Old Mutual Wealth has attributed more than half of its 15 per cent fall in profits to the change in charging structure on its UK closed book business, Heritage.
Reporting a decline in pre-tax adjusted operating profit from £307m to £260m over the year to 31 December 2016, the group says Heritage profits fell by £26m due to fee restructure, including capping exit fees to 1 per cent on certain products, as well as legal and other costs.
Other reasons given included long-term incentive plans payments of £10m in Intrinsic plus £6m of costs relating to the first full year running Old Mutual Wealth Private Client Advisors.
The reshaping of the executive committee and revisiting governance functions accounted for a further £5m.
Boasting the “unique franchise”, Old Mutual Wealth says it has the right strategic model to tap into the “compelling growth opportunities” of the UK wealth management sector.
IFRS post-tax loss for the division was £4m, compared with a £42m profit last year, which included £102m of platform transformation costs.
The group says: “We saw increased revenues from higher funds under management in our asset management business partially offset by modest revenue margin pressure in UK Platform, Quilter Cheviot and International.
“Higher overall costs in the period were incurred following investment in growth initiatives such as Old Mutual Global Investors (OMGI) desk builds and distribution, the effect of a full year of ownership of Quilter Cheviot as well as from higher operating costs directly associated with the increase in FUM based revenues.”
Old Mutual Wealth reported a 5 per cent increase in gross sales of £21.1bn, while OMGI saw a 19 per cent hike in gross sales, driven by Global Equity Absolute Return and the Cirilium fund range.
OMGI net inflows fell by 31 per cent, from £3.5bn to £2.4bn.
Quilter Cheviot saw “robust” net inflows of £800m, despite investor cautiousness but were 20 per cent lower than the previous year.
UK platform gross sales were 4 per cent higher than last year, of which 16 per cent came from Intrinsic advisers.
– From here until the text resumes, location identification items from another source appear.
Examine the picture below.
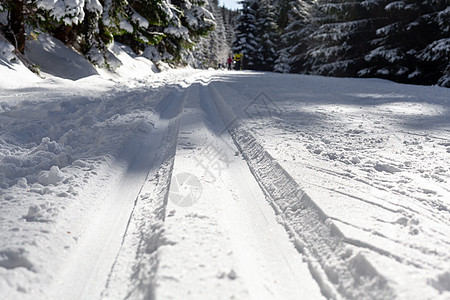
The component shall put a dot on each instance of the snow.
(188, 184)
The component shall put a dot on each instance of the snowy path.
(229, 224)
(214, 185)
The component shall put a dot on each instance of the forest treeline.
(161, 30)
(405, 41)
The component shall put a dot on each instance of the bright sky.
(233, 4)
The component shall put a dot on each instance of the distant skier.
(229, 62)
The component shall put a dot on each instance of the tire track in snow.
(339, 271)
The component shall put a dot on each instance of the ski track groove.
(341, 273)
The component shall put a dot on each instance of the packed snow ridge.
(216, 184)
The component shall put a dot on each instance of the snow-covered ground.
(193, 184)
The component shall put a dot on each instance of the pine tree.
(295, 26)
(246, 40)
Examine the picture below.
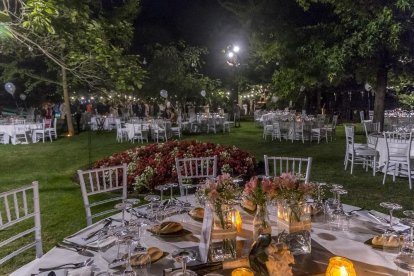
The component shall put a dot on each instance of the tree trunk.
(318, 100)
(379, 103)
(71, 130)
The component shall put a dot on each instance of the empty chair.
(398, 155)
(121, 131)
(193, 169)
(16, 207)
(330, 129)
(275, 166)
(159, 131)
(371, 128)
(357, 153)
(105, 180)
(276, 133)
(211, 124)
(20, 134)
(52, 129)
(138, 133)
(362, 115)
(45, 130)
(267, 130)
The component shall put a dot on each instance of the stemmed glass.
(405, 259)
(391, 207)
(184, 256)
(125, 206)
(162, 188)
(338, 218)
(319, 205)
(152, 199)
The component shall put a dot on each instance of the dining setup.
(19, 130)
(274, 224)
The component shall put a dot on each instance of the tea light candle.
(242, 271)
(340, 266)
(237, 221)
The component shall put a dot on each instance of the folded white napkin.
(60, 272)
(83, 271)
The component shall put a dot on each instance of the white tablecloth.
(8, 131)
(348, 244)
(382, 150)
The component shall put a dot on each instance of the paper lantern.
(340, 266)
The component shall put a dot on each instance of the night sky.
(198, 22)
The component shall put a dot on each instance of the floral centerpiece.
(154, 164)
(221, 195)
(258, 191)
(291, 192)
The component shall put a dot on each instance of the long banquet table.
(325, 243)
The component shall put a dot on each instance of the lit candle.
(242, 271)
(340, 266)
(237, 221)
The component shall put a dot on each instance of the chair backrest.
(17, 206)
(47, 123)
(275, 166)
(103, 180)
(334, 121)
(349, 138)
(362, 115)
(190, 168)
(398, 144)
(371, 127)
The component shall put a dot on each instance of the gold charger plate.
(181, 233)
(380, 247)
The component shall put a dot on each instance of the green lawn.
(54, 165)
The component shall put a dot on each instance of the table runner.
(326, 243)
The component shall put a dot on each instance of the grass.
(54, 165)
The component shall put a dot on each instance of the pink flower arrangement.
(258, 191)
(221, 191)
(290, 187)
(154, 164)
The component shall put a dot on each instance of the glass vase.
(261, 223)
(224, 233)
(294, 221)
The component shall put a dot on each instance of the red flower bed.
(154, 164)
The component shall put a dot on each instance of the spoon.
(80, 250)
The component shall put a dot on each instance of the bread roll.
(377, 240)
(197, 213)
(249, 205)
(167, 227)
(392, 241)
(155, 253)
(140, 259)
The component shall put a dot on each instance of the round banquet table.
(8, 131)
(381, 148)
(325, 244)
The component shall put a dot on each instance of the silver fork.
(68, 265)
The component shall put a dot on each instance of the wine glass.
(391, 207)
(152, 199)
(405, 259)
(161, 188)
(184, 256)
(338, 219)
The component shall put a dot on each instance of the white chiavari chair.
(398, 155)
(192, 169)
(95, 182)
(16, 207)
(275, 166)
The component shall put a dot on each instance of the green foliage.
(96, 53)
(175, 67)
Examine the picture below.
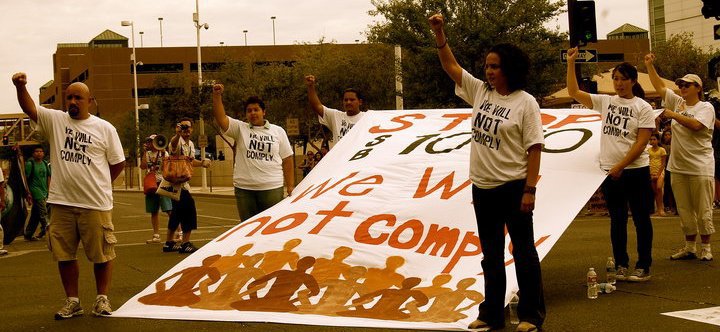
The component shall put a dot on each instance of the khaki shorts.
(71, 225)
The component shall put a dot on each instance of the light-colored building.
(104, 65)
(671, 17)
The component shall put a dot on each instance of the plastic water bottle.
(610, 271)
(592, 284)
(514, 319)
(606, 288)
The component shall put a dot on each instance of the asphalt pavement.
(32, 293)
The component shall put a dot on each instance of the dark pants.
(38, 215)
(496, 209)
(668, 196)
(632, 188)
(252, 202)
(184, 213)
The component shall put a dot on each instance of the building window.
(207, 66)
(611, 57)
(286, 63)
(149, 92)
(81, 78)
(49, 101)
(155, 68)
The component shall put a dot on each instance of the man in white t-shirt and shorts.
(263, 156)
(87, 156)
(339, 122)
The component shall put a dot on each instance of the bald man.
(87, 156)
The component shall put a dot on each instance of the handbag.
(177, 168)
(149, 183)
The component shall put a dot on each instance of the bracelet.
(529, 190)
(443, 45)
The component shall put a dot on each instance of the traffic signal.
(588, 85)
(713, 67)
(711, 8)
(581, 14)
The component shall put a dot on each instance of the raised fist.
(310, 80)
(218, 88)
(436, 22)
(19, 79)
(649, 59)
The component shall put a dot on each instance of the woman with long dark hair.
(627, 123)
(504, 175)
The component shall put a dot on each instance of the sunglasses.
(685, 85)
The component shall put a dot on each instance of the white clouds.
(32, 28)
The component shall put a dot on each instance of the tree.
(678, 56)
(279, 83)
(472, 27)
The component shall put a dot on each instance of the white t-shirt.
(338, 122)
(692, 150)
(621, 120)
(154, 162)
(80, 152)
(503, 128)
(259, 151)
(187, 149)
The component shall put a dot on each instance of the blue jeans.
(38, 215)
(634, 189)
(496, 209)
(252, 202)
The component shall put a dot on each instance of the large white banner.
(382, 232)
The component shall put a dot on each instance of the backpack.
(32, 170)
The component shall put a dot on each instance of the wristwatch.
(529, 190)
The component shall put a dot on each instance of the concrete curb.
(216, 192)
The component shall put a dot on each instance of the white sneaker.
(102, 307)
(69, 310)
(155, 239)
(705, 254)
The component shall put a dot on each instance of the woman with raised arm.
(504, 174)
(627, 123)
(691, 162)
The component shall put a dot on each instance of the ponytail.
(638, 90)
(630, 72)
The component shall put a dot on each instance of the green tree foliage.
(678, 56)
(472, 27)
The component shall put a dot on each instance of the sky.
(33, 28)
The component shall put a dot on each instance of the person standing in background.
(691, 163)
(37, 173)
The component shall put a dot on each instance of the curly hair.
(514, 63)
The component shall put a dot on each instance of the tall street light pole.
(160, 20)
(137, 106)
(273, 19)
(198, 25)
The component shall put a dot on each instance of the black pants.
(634, 189)
(496, 209)
(184, 213)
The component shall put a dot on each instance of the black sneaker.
(171, 246)
(187, 248)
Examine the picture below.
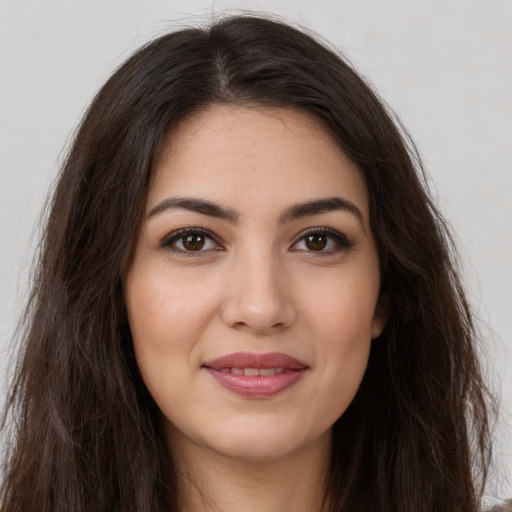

The group says: “OMW anticipates continued equity market and currency uncertainty, with the geopolitical landscape increasing in complexity and as the impact of the UK’s exit from the EU is progressed in 2017 and 2018.
It will continue to invest in its distribution and asset management capabilities primarily through organic growth but “minor in-fill” acquisitions will be considered if a suitable fit exists.